The main question is why the host opens door #2. If he opens it because he knows it is empty, then indeed it sends a signal about door #1. But if he opens it because he wants to open door #2 and doesn't know it is empty, then the other two doors have equal probabilities and it doesn't matter.

In the latter case, in one-third of the time he would accidentally reveal the prize behind door #2. In the rest of the time, he will open the empty door #2, so the fact that the door is empty doesn't imply anything about the other doors, and the ratio between their prior probabilities remains.

I think that this is why Monty Hall is such a difficult question. The wording matters a lot, and small inaccuracies change the problem significantly.

Answer 2

If Monty tells you in advance that, after you've made your initial selection, he will open one of the other two doors, revealing it to be empty, and then give the option of switching to the door he didn't open, he is, in effect, telling you that you can either stick with what's behind your initial selection or else have what's behind both the other two doors. Viewed this way, it's obvious you have a $1/3$ probability of winning the prize by sticking and a $2/3$ probability by taking the sum of the other two doors, i.e., by switching after the reveal.
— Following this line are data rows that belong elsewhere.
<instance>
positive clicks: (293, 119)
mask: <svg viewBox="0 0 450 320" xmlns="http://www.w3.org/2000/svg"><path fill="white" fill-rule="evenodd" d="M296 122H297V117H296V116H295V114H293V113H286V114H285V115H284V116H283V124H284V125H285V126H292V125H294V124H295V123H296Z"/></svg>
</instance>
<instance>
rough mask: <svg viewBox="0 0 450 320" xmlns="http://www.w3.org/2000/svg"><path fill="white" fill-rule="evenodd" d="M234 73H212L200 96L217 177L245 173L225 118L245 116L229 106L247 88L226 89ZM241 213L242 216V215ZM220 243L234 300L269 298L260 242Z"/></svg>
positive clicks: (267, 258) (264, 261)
The key is that the rules are established in advance. If Monty is allowed the option of sometimes making the offer and sometimes not, all bets are off.

Answer 3

I prefer following explanation:

From scratch I have probability $\frac{1}{3}$ to win and $\frac{2}{3}$ against me. Because Monty should open door with empty choice, then that $\frac{2}{3}$ which was against me now work for me, if I change selection, because in these cases I'll win now.